Outer Join Suggestions

Hi Folks,

I am a Oracle PL/SQL developer and use TOAD everyday at work.
I have a question regarding a TOAD feature which might or might not be there.
Does TOAD have any feature which may suggest Outer Join automatically while joining the two tables which do not have all the matching key values for join columns ?
so that developers can have good control over the result set rather than discovering later that some of the records are missing or there is a mismatch.
I think this should save some time and gives surety towards the expected result set prediction for developers.
Sometimes it becomes difficult debugging the possible reason of data not being returned from a query with multiple tables in spite of almost being sure that the query should return rows and later finding out that one of the tables do not have the matching values for the join columns and there is Inner join on that.

–Unmesh

When writing your SQL in Editor you can use Code Insight (CTRL+T) to suggest join conditions. If there are explicit relationships between two tables using foreign key constraints then they will be suggested. If there are likely relationships between two tables then they will also be suggested. A relationship is determined to be likely if the field names and datatypes are the same in columns of two tables.

Example query...

SELECT *
  FROM user_tables ut LEFT OUTER JOIN 
       some_other_table ot ON

When Code Insight is invoked in the JOIN ON clause then you will see suggested conditions in addition to the columns of all tables involved.

Michael

Michael,

Thanks for the reply. I was looking for a auto-suggest on the JOIN itself, here in this case the [left outer join]

e.g.

Two tables A and B. I as a developer do not know whether all the values from A for a joined column exist in the table B. Hence I am unable to decide whether Inner join or Outer Join should work here.
If, based on the joining columns , i write following

  1. ( select A.columns,B.column,C.column from A Inner Join B using (ID) Inner Join C using (ID) ) – assuming A and C has all the values of ID in both the tables but B is a subset of A and C.

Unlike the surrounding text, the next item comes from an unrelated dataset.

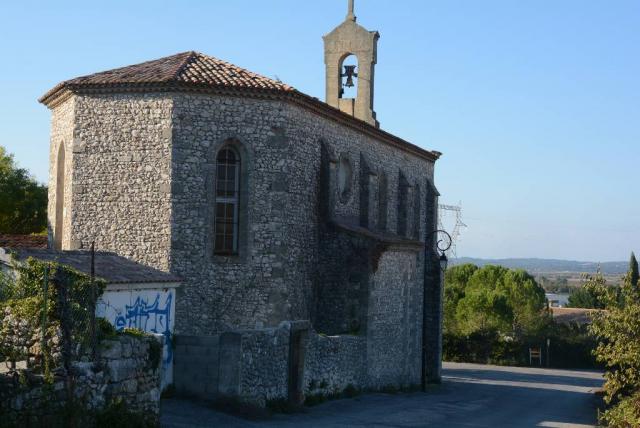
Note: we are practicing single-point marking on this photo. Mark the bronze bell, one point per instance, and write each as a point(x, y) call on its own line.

and as i am writing it, the join suggestion pops-up something like,

  1. ( select A.columns,B.column,C.column from A Inner Join [Left/Right Outer Join] B using (ID) Inner Join C using(ID) ) ,

it gives me a fair idea that not all the values from table A for the columns ‘ID’ exist in table B and in that case I choose to go for [Left Outer Join] instead of a Inner join that i was writing before, and that saves me the trouble of debugging the query and looking for Non existent values in ‘B’ if the above query (1) does not return me a result set, especially if it’s a big query with multiple tables and joins.

I have faced these scenarios at work and thought there might be such feature that i am not aware of. Although there is an option using the Outer join all the way in such a case.

Thanks,
Unmesh

I’m not sure I follow you 100%. Are you asking for Toad to detect that you might want an OUTER JOIN because table B may be missing some data from A? Toad won’t have any way of knowing if you should check your data with an OUTER JOIN without actually running the query and looking. That would be far too involved IMO for code insight assistance. Toad will help you write your own joins though so you can run your safety checks periodically and look for missing data.

Are you asking for Toad to detect that you might want an OUTER JOIN because table B may be missing some data from A?

-- Yes.

Toad won’t have any way of knowing if you should check your data with an OUTER JOIN without actually running the query and looking. That would be far too involved IMO for code insight assistance.

-- Now that i think about it, yes. So , using Outer join all across is the only solution in such scenario ?

Thanks,
Unmesh

However you want to query your tables to see the missing data you're looking for would be appropriate. I'm not a SQL expert so perhaps someone else here with more knowledge could assist you, but you can probably create your tables such that constraints can prevent some data error in the first place.